In dem neuen Bericht hingegen heißt es, dass die Gruppe rund um den verstorbenen Soldaten offenbar zur Strafe vor der eigentlichen Übung eine Art Extra-Marsch ablegen musste. Dabei, so der Bericht, legten die Soldaten "eine Strecke von insgesamt sechseinhalb Kilometern, streckenweise im Laufschritt zurück", zudem hätten einige "Liegestütze absolvieren" müssen.

Der Bericht bleibt bei den Fakten einigermaßen vage. So wird der Extra-Marsch, den nur einige der Offiziersanwärter mitlaufen mussten, damit begründet, dass man fehlende Ausrüstungsgegenstände aus der Kaserne habe holen müssen. Der verstorbene Soldat kollabierte bereits, als die Gruppe die Unterkünfte erreichte. Mehrere seiner Kameraden brachen dann später ebenfalls zusammen.

Aus Bundeswehrkreisen war schon seit Tagen von einem Strafmarsch die Rede gewesen, allerdings wollte niemand offiziell über den Verdacht sprechen. Insider hatten schon nach dem Tod des Soldaten vermutet, dass dieser bei einem normalen Marsch ohne Gepäck wohl nicht hätte kollabieren können. Dass gleich mehrere Soldaten an dem Tag kollabierten, sei völlig unerklärbar.

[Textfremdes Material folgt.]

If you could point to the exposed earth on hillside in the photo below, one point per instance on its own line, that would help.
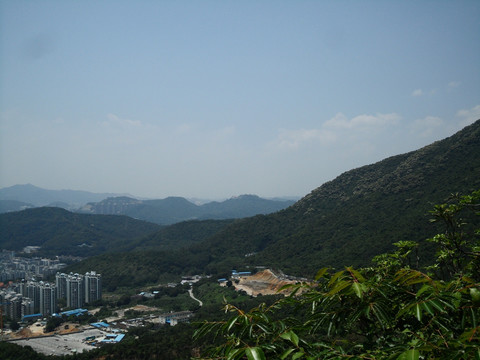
(265, 282)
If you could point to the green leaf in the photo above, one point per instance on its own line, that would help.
(356, 274)
(411, 354)
(418, 312)
(320, 273)
(255, 353)
(340, 286)
(290, 335)
(298, 355)
(357, 288)
(286, 353)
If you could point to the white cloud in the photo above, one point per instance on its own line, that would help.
(378, 120)
(417, 92)
(469, 116)
(114, 120)
(295, 138)
(427, 126)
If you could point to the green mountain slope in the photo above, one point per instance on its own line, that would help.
(172, 210)
(60, 232)
(346, 221)
(360, 213)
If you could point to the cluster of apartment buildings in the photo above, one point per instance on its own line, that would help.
(25, 298)
(12, 267)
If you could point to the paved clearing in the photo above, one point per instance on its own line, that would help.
(61, 344)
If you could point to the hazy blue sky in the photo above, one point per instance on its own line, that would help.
(213, 99)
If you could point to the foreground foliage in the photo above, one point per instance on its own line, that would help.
(390, 310)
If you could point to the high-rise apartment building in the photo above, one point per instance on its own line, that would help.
(48, 298)
(75, 289)
(93, 287)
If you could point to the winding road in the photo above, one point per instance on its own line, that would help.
(190, 291)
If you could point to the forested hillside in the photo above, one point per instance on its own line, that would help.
(172, 209)
(60, 232)
(346, 221)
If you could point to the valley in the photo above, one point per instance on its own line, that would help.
(369, 223)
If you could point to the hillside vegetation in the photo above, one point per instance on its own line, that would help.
(172, 210)
(346, 221)
(60, 232)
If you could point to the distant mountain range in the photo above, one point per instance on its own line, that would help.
(176, 209)
(35, 196)
(344, 222)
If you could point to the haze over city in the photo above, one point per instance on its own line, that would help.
(213, 99)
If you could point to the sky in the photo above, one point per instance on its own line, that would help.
(214, 99)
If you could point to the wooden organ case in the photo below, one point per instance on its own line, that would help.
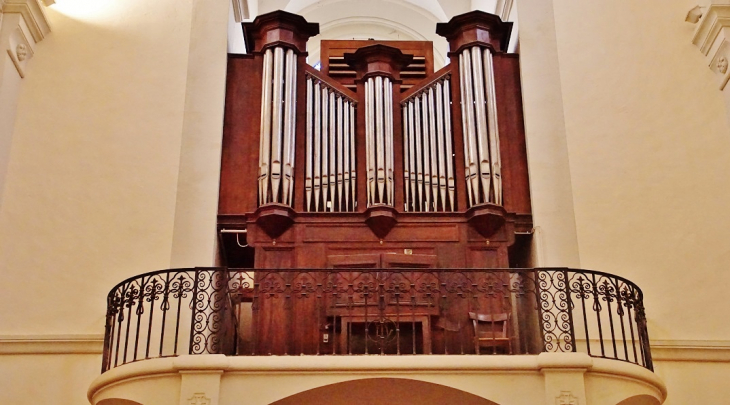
(373, 166)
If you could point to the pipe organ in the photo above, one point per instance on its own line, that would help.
(382, 156)
(481, 135)
(278, 121)
(427, 148)
(377, 162)
(331, 178)
(379, 139)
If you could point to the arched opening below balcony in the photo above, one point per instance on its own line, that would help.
(640, 400)
(117, 401)
(394, 391)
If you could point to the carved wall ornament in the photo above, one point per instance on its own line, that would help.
(722, 64)
(199, 399)
(566, 398)
(21, 51)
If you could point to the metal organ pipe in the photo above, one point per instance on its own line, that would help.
(325, 148)
(448, 139)
(433, 147)
(410, 151)
(308, 147)
(481, 132)
(340, 153)
(265, 131)
(380, 138)
(345, 110)
(440, 143)
(353, 172)
(369, 138)
(419, 162)
(427, 148)
(494, 147)
(388, 98)
(481, 122)
(406, 160)
(333, 151)
(317, 159)
(276, 123)
(278, 127)
(426, 153)
(289, 126)
(471, 128)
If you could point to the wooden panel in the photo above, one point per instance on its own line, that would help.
(433, 233)
(483, 257)
(359, 261)
(239, 162)
(338, 233)
(512, 134)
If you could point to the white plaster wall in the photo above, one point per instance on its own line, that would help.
(47, 378)
(92, 178)
(695, 382)
(649, 155)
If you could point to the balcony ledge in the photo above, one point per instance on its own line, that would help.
(510, 377)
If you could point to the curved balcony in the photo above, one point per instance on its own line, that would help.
(334, 312)
(472, 336)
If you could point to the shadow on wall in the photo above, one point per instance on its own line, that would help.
(640, 400)
(391, 391)
(117, 401)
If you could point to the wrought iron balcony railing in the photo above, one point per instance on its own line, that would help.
(374, 311)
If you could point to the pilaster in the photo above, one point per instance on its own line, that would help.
(23, 24)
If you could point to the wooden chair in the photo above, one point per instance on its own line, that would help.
(491, 331)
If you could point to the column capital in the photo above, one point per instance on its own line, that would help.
(475, 28)
(712, 37)
(278, 27)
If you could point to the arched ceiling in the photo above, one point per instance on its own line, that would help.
(376, 19)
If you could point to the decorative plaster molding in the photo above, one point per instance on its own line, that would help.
(691, 350)
(51, 344)
(241, 10)
(683, 350)
(33, 14)
(712, 36)
(566, 398)
(199, 399)
(19, 49)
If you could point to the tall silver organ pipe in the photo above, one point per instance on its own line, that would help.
(278, 126)
(429, 162)
(332, 151)
(379, 139)
(481, 130)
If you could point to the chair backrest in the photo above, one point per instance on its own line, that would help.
(490, 326)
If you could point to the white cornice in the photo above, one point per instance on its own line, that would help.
(661, 350)
(691, 350)
(33, 14)
(51, 344)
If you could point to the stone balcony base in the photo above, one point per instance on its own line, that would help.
(548, 378)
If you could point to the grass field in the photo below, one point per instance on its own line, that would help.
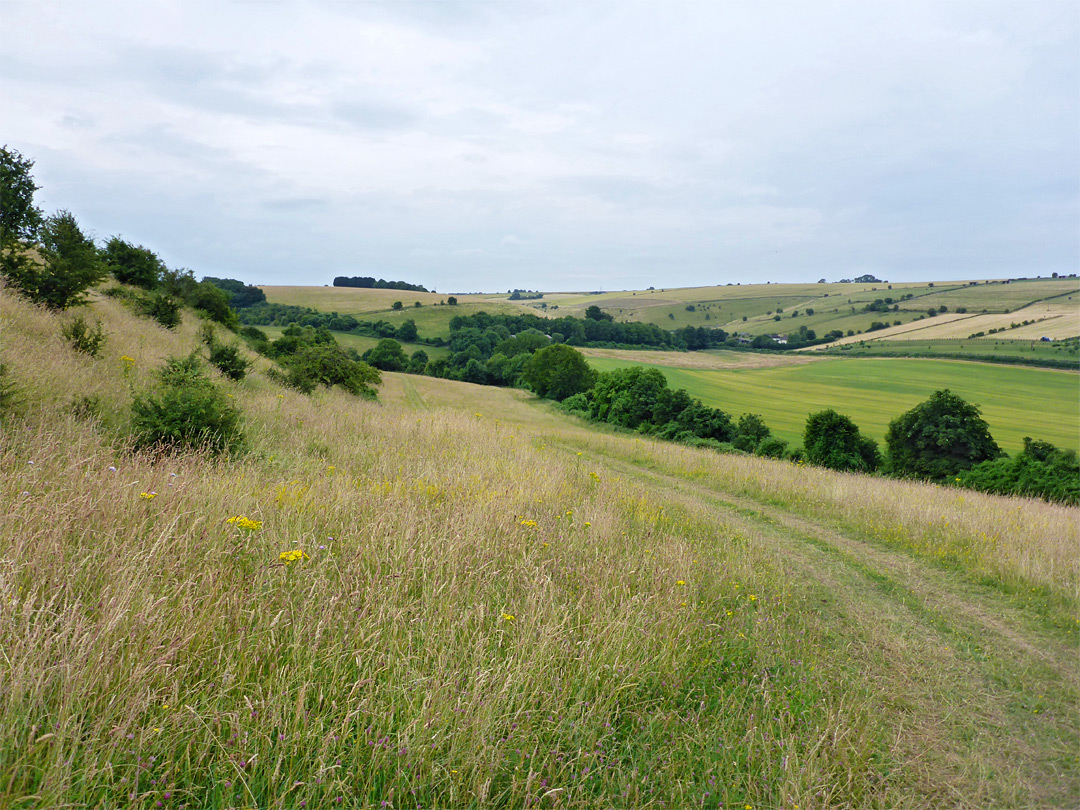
(499, 606)
(993, 345)
(432, 318)
(1054, 304)
(1016, 402)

Ausbilder sollen Aussage verweigert haben

Grundsätzlich sind Extra-Märsche und auch Liegestütze bei der Truppe als sogenannte erzieherische Maßnahme durchaus üblich. Dass die Ausbilder allerdings den Rest des Trupps nach dem Kollabieren des ersten Soldaten einfach weiterlaufen ließ, ist ungewöhnlich.

Im Ministerium wird der Fall mittlerweile argwöhnisch betrachtet. So verweigerten nach SPIEGEL-Informationen mehrere der am 19. Juli eingesetzten Ausbilder eine Vernehmung, offiziell sind sie krankgeschrieben. Bei erfahrenen Soldaten wirft das den Verdacht auf, dass die fraglichen Personen etwas verschweigen oder sich schützen wollen.

Was sich an dem Julitag in Munster abspielte, wird durch den Bericht eher rätselhafter. So gesteht die Truppe erstmals ein, dass mehr Soldaten bei den verschiedenen Übungen zusammenbrachen oder ernst zu nehmende Erschöpfungserscheinungen zeigten. So sei eine Soldatin "kurzzeitig benommen und nicht ansprechbar" gewesen.

Obduktion ergibt keine Klarheit

Noch merkwürdiger wirken andere Details. So klagten Soldaten aus dem Trupp über Verletzungen am Knie, die offenbar von Stürzen stammten. Trotzdem mussten sie zunächst weiterlaufen. Insgesamt, so der Bericht, hätten an dem Tag nicht nur wie zunächst berichtet nur vier, sondern elf Soldaten über akute Erschöpfungssymptome geklagt.

Auch der Obduktionsbericht des verstorbenen Soldaten ergab keine Klarheit. Die Staatsanwaltschaft Lüneburg teilte mit, der junge Mann sei laut den Pathologen an einer Sepsis, einer Art Blutvergiftung durch eine dramatisch eskalierte Entzündung im Körper gestorben. Was das ungewöhnliche Phänomen ausgelöst habe, sei noch unklar.

Die Bundeswehrführung gibt sich ähnlich ratlos. Im Bericht heißt es, bisher gebe es noch "keine stichhaltige Erklärung für das Gesamtbild an Ereignissen und Auffälligkeiten dieses Ausbildungstages". Allerdings würden zwei Untersuchungsteams alle Details, von der Laufstrecke bis hin zu möglichen Fehlern der Ausbilder, weiter intensiv untersuchen.

Die Opposition kritisierte das Ministerium scharf. Alexander Neu von den Linken sagte, er habe von Beginn an nach einem Strafmarsch gefragt, wurde aber mit "einem unverschämten und höhnischem Unterton" abgewimmelt. "Ich hoffe, das Ministerium klärt nun auf", sagte Neu, "jede weitere Verharmlosung schadet nur dem Image der Truppe".